2350_destinies of a transaction.jpg

A easy transaction takes in a single message does something, and then produces a single message.

Easy transactions typically make fifteen data base calls. Almost every transaction is simple at present (see Guide/Share Profile of IMS users). About half of all easy transactions are read-only (make no changes to the database.) For easy transactions the notion of process, recovery unit and message coincide.

If a transaction sends as well as receives several synchronous messages it is called a conversational transaction. A conversational transaction has numerous messages per process and transaction instances.

Conversational transactions are probable to last for a long time (minutes while the operator thinks and types) and hence pose special resource management problems.

The term batch transaction is utilized to describe a transaction that is ‘unusually big’. Generally such transactions are not on-line rather they are typically started by a system event (timer driven) and run for a long time as a ‘background’ job. Such a transaction typically performs thousands of data management calls prior to terminating. Habitually the process will commit some of its work before the entire operation is complete. This is an illustration of multiple (related) recovery units per process.

If a transaction does work at numerous nodes of a network then it will require a process structure (cohort) to represent its work at every participating node. Such a transaction is specified as distributed.

The following table reviewed the possibilities and shows the independence of the notions of process message and transaction instance (commit). Cohorts communicate with one more via the session message facilities provided by data communications.

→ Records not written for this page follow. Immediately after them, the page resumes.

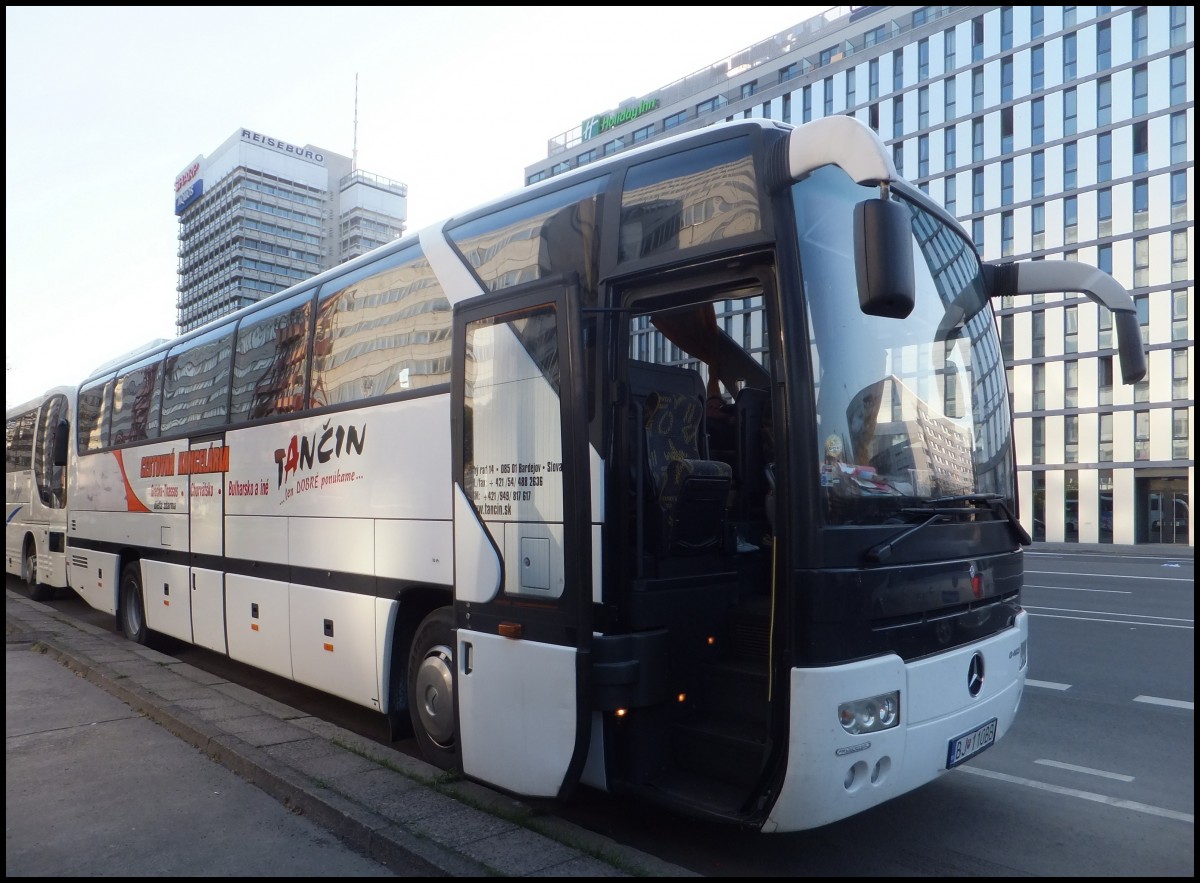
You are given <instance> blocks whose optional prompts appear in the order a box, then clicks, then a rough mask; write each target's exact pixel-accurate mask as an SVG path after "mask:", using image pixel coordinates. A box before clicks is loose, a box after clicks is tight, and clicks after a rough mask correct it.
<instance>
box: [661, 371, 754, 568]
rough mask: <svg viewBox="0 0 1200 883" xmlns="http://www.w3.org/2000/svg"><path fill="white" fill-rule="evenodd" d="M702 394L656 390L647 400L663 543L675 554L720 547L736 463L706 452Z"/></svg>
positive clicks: (717, 551) (704, 552)
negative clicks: (727, 460)
mask: <svg viewBox="0 0 1200 883" xmlns="http://www.w3.org/2000/svg"><path fill="white" fill-rule="evenodd" d="M703 419H704V401H703V397H702V396H694V395H685V394H679V392H671V391H652V392H649V394H648V395H647V396H646V402H644V430H646V455H647V457H646V461H647V465H648V471H649V476H650V480H652V482H653V488H654V498H655V500H656V503H658V509H659V510H660V511H659V519H660V528H661V530H660V533H661V549H660V551H662V552H666V553H667V554H672V555H688V554H702V553H707V552H719V551H721V549H722V548H724V546H725V539H726V530H725V523H726V518H725V509H726V503H727V500H728V495H730V486H731V483H732V477H733V469H732V468H731V467H730V464H728V463H722V462H720V461H716V459H706V458H703V456H702V453H701V440H702V439H703V431H704V426H703Z"/></svg>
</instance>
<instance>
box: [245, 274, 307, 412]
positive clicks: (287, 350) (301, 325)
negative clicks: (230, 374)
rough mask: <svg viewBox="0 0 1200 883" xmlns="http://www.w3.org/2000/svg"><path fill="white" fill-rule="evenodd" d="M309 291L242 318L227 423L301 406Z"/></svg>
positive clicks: (284, 410) (306, 335) (298, 408)
mask: <svg viewBox="0 0 1200 883" xmlns="http://www.w3.org/2000/svg"><path fill="white" fill-rule="evenodd" d="M312 300H313V289H310V290H307V292H302V293H300V294H298V295H296V296H294V298H289V299H288V300H284V301H281V302H280V304H275V305H274V306H270V307H268V308H265V310H263V311H260V312H257V313H254V314H253V316H250V317H246V319H244V320H242V323H241V326H240V328H239V329H238V346H236V347H235V348H234V354H233V398H232V401H230V403H229V422H233V424H236V422H241V421H245V420H257V419H259V418H266V416H271V415H272V414H290V413H292V412H295V410H300V409H301V408H304V407H305V397H304V389H305V383H307V380H308V336H310V330H311V329H312Z"/></svg>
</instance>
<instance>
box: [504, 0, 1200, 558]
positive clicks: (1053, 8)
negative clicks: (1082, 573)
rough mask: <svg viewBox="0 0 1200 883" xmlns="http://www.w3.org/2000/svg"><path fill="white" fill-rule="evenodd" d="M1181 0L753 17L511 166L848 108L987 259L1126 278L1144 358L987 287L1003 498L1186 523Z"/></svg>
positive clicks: (1182, 30)
mask: <svg viewBox="0 0 1200 883" xmlns="http://www.w3.org/2000/svg"><path fill="white" fill-rule="evenodd" d="M1194 16H1195V13H1194V11H1193V7H1192V6H858V7H853V6H851V7H835V8H832V10H829V11H828V12H827V13H824V14H822V16H817V17H815V18H811V19H808V20H805V22H802V23H799V24H798V25H796V26H794V28H792V29H790V30H787V31H784V32H780V34H776V35H774V36H770V37H767V38H766V40H763V41H762V42H760V43H756V44H755V46H752V47H749V48H746V49H742V50H739V52H736V53H734V54H732V55H731V56H728V58H725V59H720V60H718V61H715V62H714V64H712V65H709V66H708V67H706V68H703V70H701V71H697V72H695V73H691V74H688V76H684V77H683V78H680V79H678V80H676V82H674V83H672V84H670V85H667V86H665V88H662V89H660V90H658V91H654V92H650V94H648V95H646V96H642V97H637V98H632V100H630V101H626V102H624V103H623V104H622V106H619V107H618V108H616V109H612V110H606V112H604V113H599V114H595V115H593V116H589V118H588V119H586V120H584V121H583V122H582V124H581V125H580V126H577V127H575V128H572V130H571V131H569V132H564V133H563V134H560V136H557V137H554V138H552V139H551V140H550V151H548V156H547V157H546V158H545V160H541V161H539V162H536V163H534V164H532V166H529V167H528V168H527V169H526V180H527V182H530V184H532V182H534V181H539V180H544V179H546V178H551V176H553V175H557V174H560V173H563V172H566V170H569V169H572V168H577V167H580V166H583V164H586V163H589V162H593V161H595V160H596V158H599V157H601V156H607V155H610V154H614V152H618V151H622V150H626V149H629V148H632V146H636V145H638V144H643V143H649V142H653V140H656V139H659V138H665V137H670V136H671V134H674V133H678V132H682V131H684V130H688V128H696V127H701V126H707V125H709V124H712V122H715V121H719V120H732V119H740V118H751V116H758V118H768V119H773V120H781V121H785V122H791V124H803V122H806V121H809V120H814V119H817V118H821V116H829V115H832V114H851V115H853V116H857V118H858V119H859V120H862V121H863V122H866V124H868V125H870V126H871V127H872V128H874V130H875V131H876V132H878V134H880V136H881V137H882V138H883V139H884V142H886V143H887V144H889V145H890V148H892V151H893V157H894V160H895V166H896V168H898V170H899V172H900V174H902V175H904V176H906V178H908V179H910V180H912V181H914V182H916V184H918V185H919V186H920V187H922V188H923V190H925V191H926V192H929V193H930V194H931V196H932V197H934V198H935V199H937V200H938V202H941V203H942V204H943V205H944V206H946V208H947V209H948V210H949V211H950V214H953V215H955V216H956V217H958V218H959V220H960V222H961V223H962V224H964V227H965V228H966V230H967V232H968V233H970V235H971V236H972V238H973V240H974V242H976V245H977V246H978V248H979V252H980V253H982V254H983V257H984V259H986V260H1007V259H1012V260H1022V259H1034V260H1036V259H1043V258H1045V259H1052V260H1062V259H1067V260H1082V262H1086V263H1088V264H1092V265H1096V266H1099V268H1102V269H1103V270H1105V271H1108V272H1110V274H1112V276H1114V277H1115V278H1116V280H1117V281H1118V282H1121V283H1122V284H1123V286H1124V287H1126V288H1128V289H1129V292H1130V293H1132V294H1133V296H1134V302H1135V305H1136V308H1138V317H1139V320H1140V324H1141V332H1142V340H1144V342H1145V346H1146V354H1147V355H1146V360H1147V365H1148V373H1147V376H1146V379H1145V380H1142V382H1141V383H1139V384H1136V385H1134V386H1126V385H1123V384H1122V383H1121V380H1120V371H1118V370H1117V366H1115V364H1114V362H1115V359H1116V353H1115V349H1114V331H1112V326H1111V319H1110V317H1109V316H1108V314H1106V311H1103V310H1100V308H1098V307H1097V306H1096V305H1094V304H1092V302H1091V301H1090V300H1087V299H1085V298H1082V296H1076V295H1074V294H1069V293H1066V294H1060V295H1033V296H1021V298H1014V299H1009V300H1006V301H1004V302H1000V304H996V305H995V306H996V313H997V322H998V323H1000V331H1001V338H1002V341H1003V346H1004V359H1006V367H1007V372H1008V378H1009V388H1010V397H1012V406H1013V413H1014V419H1015V443H1016V459H1018V470H1019V489H1020V504H1021V512H1022V519H1024V521H1025V522H1026V524H1028V525H1030V527H1031V528H1032V533H1033V535H1034V537H1036V539H1039V540H1046V541H1067V542H1073V541H1078V542H1116V543H1133V542H1175V543H1188V545H1190V543H1192V541H1193V540H1192V536H1193V533H1192V531H1193V523H1194V519H1193V516H1192V493H1190V491H1192V485H1193V481H1194V470H1195V461H1194V455H1193V451H1194V446H1193V445H1194V441H1193V438H1194V433H1193V426H1194V414H1195V392H1194V389H1195V386H1194V378H1193V367H1192V366H1193V356H1194V352H1195V317H1194V307H1193V294H1194V289H1195V278H1194V276H1195V269H1194V268H1195V264H1194V248H1195V242H1194V236H1195V197H1194V192H1195V191H1194V186H1195V181H1194V152H1193V146H1192V138H1190V133H1192V131H1193V128H1194V113H1195V112H1194V83H1195V79H1194Z"/></svg>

1523_data communications.jpg

We introduce a supplementary notion of save point in the notion of transaction. A save point is a firewall that permits a transaction to stop short of total backup. If a transaction gets into trouble (example deadlock, resource limit) it may be enough to back up to such an intermediate save point rather than undoing all the work of the transaction. For instance a conversational transaction which involves several user interactions might establish a save point at every user message thereby minimizing retyping by the user.

Save points don’t commit any of the transaction's updates. Every save point is numbered the beginning of the transaction is save point 1 and successive save points are numbered 2, 3. . . . . The user is authorized to save some data at each save point and to retrieve this data if he returns to that point. Backing up to save point 1 rearrange the transaction instance to the recovery component provides the actions:

BEGIN_TRANSACTION designates the beginning of a transaction.
SAVE_TRANSACTION designates a firewall within the transaction.

If an unfinished transaction is backed-up undo may perhaps stop at such a point rather than undoing the entire transaction,

BACKUP_TRANSACTION: undoes the consequences of a transaction to an earlier save point.
COMMIT_TRANSACTION: signals victorious completion of transaction and causes outputs to be committed.
ABORT_TRANSACTION: causes loosen of a transaction to its initial state.

Using these primitives’ application programs is able to construct groups of actions that are atomic. It is attractive that this one level of recovery is sufficient to support multiple levels of transactions by using the notion of save point.

The recovery component supports two actions that transaction with system recovery rather than transaction recovery:

CHECKPOINT: Coordinates the copy of the system state in the log.
RESTART: Coordinates system resume reading the checkpoint log record and using the log to redo committed transactions and to undo transactions that were uncommitted at the time of the shutdown or crash.